OCR-D Specs Overview

Since OCR-D focuses on improving access to mass digitization for historical prints, it is important that its tools are sufficiently uniform in their interfaces and data access patterns to support the widest possible application within GLAM digitization workflows.

This website lays out a set of conventions and interface definitions that must be implemented by the OCR-D module projects (MP) to be usable within the OCR-D ecosphere.


Software developed by MP must be executable with a command line interface (CLI) on a Linux OS. CLI are straightforward to run and test and can be easily embedded in automated setups. The mechanics of OCR-D conformant CLI tools are laid out in the CLI specs.


To allow processing OCR-related data in a digitization workflow, a uniform data exchange format is necessary. OCR-D decided to use the widely used METS format and has developed conventions on how MP must access and manipulate METS data in order to be interoperable.


Interoperability needs metadata, both descriptive and technical.

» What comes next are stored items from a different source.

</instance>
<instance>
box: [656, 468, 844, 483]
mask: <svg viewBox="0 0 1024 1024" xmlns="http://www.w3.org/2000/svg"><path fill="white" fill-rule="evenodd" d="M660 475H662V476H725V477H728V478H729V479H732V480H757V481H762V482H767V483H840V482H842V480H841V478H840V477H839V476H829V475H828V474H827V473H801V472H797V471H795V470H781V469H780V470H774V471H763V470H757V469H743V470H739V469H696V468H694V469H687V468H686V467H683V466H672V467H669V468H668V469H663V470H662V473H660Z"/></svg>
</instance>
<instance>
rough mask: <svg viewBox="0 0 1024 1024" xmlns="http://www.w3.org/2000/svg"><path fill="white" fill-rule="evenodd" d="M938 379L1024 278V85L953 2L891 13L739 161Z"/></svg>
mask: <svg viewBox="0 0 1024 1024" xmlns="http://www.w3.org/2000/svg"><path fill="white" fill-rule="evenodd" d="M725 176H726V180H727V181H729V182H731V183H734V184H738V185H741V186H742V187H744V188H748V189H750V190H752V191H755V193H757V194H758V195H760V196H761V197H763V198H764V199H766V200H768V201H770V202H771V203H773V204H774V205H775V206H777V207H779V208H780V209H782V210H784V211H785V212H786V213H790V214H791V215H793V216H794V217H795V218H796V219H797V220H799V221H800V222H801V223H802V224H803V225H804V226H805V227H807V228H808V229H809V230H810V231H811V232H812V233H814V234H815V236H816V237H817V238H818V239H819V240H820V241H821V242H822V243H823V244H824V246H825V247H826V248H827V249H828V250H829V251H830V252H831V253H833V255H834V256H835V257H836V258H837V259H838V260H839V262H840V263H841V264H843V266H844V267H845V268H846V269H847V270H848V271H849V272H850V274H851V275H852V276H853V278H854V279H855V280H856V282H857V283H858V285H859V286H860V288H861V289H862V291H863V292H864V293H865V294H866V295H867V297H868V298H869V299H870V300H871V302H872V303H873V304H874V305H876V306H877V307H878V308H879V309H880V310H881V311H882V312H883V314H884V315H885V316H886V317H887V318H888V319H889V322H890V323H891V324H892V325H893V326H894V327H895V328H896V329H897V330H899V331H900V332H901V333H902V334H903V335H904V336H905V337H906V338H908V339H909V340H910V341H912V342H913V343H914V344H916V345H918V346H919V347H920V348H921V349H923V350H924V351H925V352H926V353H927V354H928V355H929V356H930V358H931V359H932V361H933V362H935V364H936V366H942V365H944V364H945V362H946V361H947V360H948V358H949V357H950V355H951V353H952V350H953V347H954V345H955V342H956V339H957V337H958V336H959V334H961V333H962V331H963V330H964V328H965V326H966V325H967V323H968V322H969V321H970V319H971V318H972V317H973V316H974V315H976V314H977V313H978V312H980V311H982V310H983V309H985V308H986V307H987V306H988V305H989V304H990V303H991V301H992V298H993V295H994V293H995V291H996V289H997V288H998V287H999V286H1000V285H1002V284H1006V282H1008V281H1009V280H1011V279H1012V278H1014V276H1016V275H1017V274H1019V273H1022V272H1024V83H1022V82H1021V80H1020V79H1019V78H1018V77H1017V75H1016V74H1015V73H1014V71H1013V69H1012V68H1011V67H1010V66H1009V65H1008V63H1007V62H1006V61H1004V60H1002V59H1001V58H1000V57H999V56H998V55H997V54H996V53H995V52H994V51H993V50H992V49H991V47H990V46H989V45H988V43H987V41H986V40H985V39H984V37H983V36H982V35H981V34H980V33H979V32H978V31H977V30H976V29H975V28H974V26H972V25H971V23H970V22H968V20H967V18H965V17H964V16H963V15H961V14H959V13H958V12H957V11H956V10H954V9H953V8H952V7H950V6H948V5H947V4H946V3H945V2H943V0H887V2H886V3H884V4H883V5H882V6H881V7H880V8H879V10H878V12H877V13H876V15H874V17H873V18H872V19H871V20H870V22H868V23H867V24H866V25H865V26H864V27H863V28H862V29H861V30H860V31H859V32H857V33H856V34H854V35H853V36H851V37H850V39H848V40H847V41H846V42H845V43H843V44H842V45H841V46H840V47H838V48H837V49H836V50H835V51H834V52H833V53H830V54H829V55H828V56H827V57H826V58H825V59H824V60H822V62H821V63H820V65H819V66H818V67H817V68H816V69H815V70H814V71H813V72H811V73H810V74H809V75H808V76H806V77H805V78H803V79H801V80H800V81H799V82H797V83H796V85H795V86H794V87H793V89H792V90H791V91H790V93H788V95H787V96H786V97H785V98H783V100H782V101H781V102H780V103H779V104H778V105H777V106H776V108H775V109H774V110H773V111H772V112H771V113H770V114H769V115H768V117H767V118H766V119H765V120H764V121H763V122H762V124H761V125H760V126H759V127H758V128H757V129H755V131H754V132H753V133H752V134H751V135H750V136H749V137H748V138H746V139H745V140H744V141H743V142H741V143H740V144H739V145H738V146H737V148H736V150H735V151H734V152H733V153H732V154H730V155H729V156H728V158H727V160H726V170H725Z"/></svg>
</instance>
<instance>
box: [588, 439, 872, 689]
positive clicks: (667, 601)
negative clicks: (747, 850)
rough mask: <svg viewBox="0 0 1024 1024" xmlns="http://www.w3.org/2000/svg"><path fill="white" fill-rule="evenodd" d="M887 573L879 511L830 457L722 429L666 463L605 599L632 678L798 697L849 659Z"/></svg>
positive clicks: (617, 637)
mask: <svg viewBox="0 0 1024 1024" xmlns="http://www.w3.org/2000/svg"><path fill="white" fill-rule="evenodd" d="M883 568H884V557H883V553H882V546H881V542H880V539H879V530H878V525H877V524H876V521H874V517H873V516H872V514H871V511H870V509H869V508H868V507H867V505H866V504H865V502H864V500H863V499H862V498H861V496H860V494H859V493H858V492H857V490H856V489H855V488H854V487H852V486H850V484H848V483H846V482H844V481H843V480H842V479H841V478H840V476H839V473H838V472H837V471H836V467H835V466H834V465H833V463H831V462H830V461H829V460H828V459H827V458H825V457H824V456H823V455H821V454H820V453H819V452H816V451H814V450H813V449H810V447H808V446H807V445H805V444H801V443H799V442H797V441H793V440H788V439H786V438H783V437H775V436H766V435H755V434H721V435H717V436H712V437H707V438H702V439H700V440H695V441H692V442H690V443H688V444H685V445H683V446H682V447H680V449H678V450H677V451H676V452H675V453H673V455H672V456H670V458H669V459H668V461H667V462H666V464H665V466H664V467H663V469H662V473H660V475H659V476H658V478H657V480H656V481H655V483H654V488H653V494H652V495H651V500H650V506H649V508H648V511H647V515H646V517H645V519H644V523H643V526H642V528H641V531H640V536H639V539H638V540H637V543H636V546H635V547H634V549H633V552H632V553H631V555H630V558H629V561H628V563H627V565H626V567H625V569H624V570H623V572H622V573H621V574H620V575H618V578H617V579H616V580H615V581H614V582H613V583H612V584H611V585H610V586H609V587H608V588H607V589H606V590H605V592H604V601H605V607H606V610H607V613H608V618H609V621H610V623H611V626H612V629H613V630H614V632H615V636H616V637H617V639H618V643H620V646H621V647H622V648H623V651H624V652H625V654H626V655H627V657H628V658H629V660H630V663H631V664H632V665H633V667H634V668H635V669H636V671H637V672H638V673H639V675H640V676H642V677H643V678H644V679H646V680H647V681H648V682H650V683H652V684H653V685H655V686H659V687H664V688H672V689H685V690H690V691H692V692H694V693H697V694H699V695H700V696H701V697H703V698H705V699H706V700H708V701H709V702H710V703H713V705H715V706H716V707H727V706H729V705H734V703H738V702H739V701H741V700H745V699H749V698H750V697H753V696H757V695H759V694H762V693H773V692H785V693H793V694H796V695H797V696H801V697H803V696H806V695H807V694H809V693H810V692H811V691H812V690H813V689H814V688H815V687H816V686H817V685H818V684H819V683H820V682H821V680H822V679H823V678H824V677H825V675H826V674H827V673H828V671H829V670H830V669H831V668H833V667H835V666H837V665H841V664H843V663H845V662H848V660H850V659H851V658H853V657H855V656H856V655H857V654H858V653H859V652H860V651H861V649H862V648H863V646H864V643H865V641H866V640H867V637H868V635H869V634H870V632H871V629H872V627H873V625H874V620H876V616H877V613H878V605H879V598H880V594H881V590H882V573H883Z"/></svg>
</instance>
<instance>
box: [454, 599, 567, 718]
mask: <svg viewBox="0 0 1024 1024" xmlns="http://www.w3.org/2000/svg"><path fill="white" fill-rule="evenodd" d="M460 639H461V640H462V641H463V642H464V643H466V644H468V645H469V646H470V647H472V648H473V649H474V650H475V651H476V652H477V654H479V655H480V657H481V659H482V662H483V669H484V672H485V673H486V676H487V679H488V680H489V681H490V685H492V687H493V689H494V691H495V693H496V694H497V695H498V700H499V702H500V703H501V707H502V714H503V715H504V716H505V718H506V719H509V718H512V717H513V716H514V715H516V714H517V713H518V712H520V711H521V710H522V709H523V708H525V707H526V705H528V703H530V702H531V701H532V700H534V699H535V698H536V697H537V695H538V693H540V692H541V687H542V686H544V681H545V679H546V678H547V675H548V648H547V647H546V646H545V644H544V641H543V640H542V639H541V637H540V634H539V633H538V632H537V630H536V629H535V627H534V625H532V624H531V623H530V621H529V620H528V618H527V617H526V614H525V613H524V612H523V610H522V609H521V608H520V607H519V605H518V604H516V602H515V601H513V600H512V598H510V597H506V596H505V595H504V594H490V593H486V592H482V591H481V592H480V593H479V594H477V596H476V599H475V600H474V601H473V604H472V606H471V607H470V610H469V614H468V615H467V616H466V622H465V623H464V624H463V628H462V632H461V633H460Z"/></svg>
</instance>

OCR-D has developed a format that allows MP to express general information about themselves and detailed information about the tools they develop.


OCR-D will offer RESTful access to the MP CLI based on HTTP, using the Open API / Swagger set of tools.


Docker is a widely used system for containerization of software. MPs are encouraged to package the tools they develop as a docker image by providing a Dockerfile. OCR-D offers recommendations on how the Dockerfile should be structured.